The Insurance Centre disputes the allegations and said that it cannot provide advice about life insurance products.

However AFCA determined The Insurance Centre should have directed the client to seek advice from a life broker since he ran a business offering services as a mobile diesel mechanic and stated he wanted the best cover to protect him and his family because he was the main income provider. He was 29 at that time and married.

AFCA notes that the broker’s statement of advice to the client says the renewed cover is “comprehensive and meets your objectives, financial situation and needs based on the information you have supplied to us”.

But the statement of advice contained no other information or supporting documents to explain what the objectives and needs were. When asked, Insurance Centre said it obtained the information from the complainant’s wife.

“This information was not provided. It is therefore unclear what the complainant’s objectives, financial situation and needs were identified by the broker,” AFCA said. “It is plain that one significant risk is if he suffered a serious physical injury, which he ultimately did.”

AFCA also points out that the statement of advice mentioned many times that a guaranteed renewable policy, which it presumes refers to income protection policies offered by life insurers, usually provides superior ancillary benefits.

Such policies pay disability benefits up to age 65, compared to the maximum two years offered by the personal accident and sickness cover that the client had taken up in 2017.

“Whilst the [statement of advice] did discuss guaranteed renewability, no reference was made about other possible advantages of life insurance,” AFCA said.

“A broker exercising reasonable care and skill should have been aware of these differences.

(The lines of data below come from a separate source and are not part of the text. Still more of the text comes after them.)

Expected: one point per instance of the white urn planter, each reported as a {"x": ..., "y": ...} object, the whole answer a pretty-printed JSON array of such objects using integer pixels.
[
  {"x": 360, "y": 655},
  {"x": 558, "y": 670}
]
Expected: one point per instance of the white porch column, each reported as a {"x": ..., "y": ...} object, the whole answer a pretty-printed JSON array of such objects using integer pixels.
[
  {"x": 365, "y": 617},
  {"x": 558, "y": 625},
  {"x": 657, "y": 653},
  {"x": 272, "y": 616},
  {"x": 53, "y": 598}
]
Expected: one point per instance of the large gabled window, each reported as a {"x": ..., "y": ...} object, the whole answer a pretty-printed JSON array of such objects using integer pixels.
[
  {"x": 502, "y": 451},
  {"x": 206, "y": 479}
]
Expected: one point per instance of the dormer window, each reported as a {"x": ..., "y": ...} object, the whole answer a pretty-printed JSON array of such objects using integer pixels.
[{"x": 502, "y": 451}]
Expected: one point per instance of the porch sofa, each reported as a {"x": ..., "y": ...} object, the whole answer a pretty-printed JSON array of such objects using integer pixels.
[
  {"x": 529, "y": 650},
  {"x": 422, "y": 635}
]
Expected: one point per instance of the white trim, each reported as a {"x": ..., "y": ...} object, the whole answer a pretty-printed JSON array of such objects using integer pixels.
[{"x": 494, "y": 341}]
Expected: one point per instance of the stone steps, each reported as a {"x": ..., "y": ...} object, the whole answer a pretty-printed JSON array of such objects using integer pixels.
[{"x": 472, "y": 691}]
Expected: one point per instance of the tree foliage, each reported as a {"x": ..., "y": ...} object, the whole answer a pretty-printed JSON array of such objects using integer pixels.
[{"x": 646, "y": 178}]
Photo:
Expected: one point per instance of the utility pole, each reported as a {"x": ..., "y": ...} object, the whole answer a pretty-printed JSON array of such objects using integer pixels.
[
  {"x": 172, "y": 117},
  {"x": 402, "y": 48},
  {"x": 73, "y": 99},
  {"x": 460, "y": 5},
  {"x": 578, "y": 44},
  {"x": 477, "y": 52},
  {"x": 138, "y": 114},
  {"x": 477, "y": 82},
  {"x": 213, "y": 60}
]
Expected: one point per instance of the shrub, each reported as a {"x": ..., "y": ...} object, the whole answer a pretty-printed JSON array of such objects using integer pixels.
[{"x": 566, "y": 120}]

“Therefore the panel cannot accept a broker acting in the complainant’s best interests, and exercising reasonable care and skill, would recommend [the personal accident and sickness] policy as being suitable to the complainant’s needs.

“At the least, it should have been plain that given his age, his type of work and the fact he is the primary income earner, a policy that limited benefits to two years is much less suitable compared to one that can pay benefits until age 65.”

Since there is insufficient basis to determine the client’s loss, AFCA says the dispute should be settled by engaging an independent life insurance broker to assess the complainant’s circumstances in 2017, the life cover he could afford at that time and what would have been recommended to him.

And if the independent life broker does recommend a policy, the broker is to calculate the likely benefits that would have been payable under this recommended policy from February 3 2020 onwards - the day the personal accident and sickness policy ceased paying benefits.

The cost of engaging a life insurance broker will be paid by The Insurance Centre.

And if the parties can’t agree on what amount of compensation - if any - is to be paid, they can return to AFCA for a decision on this.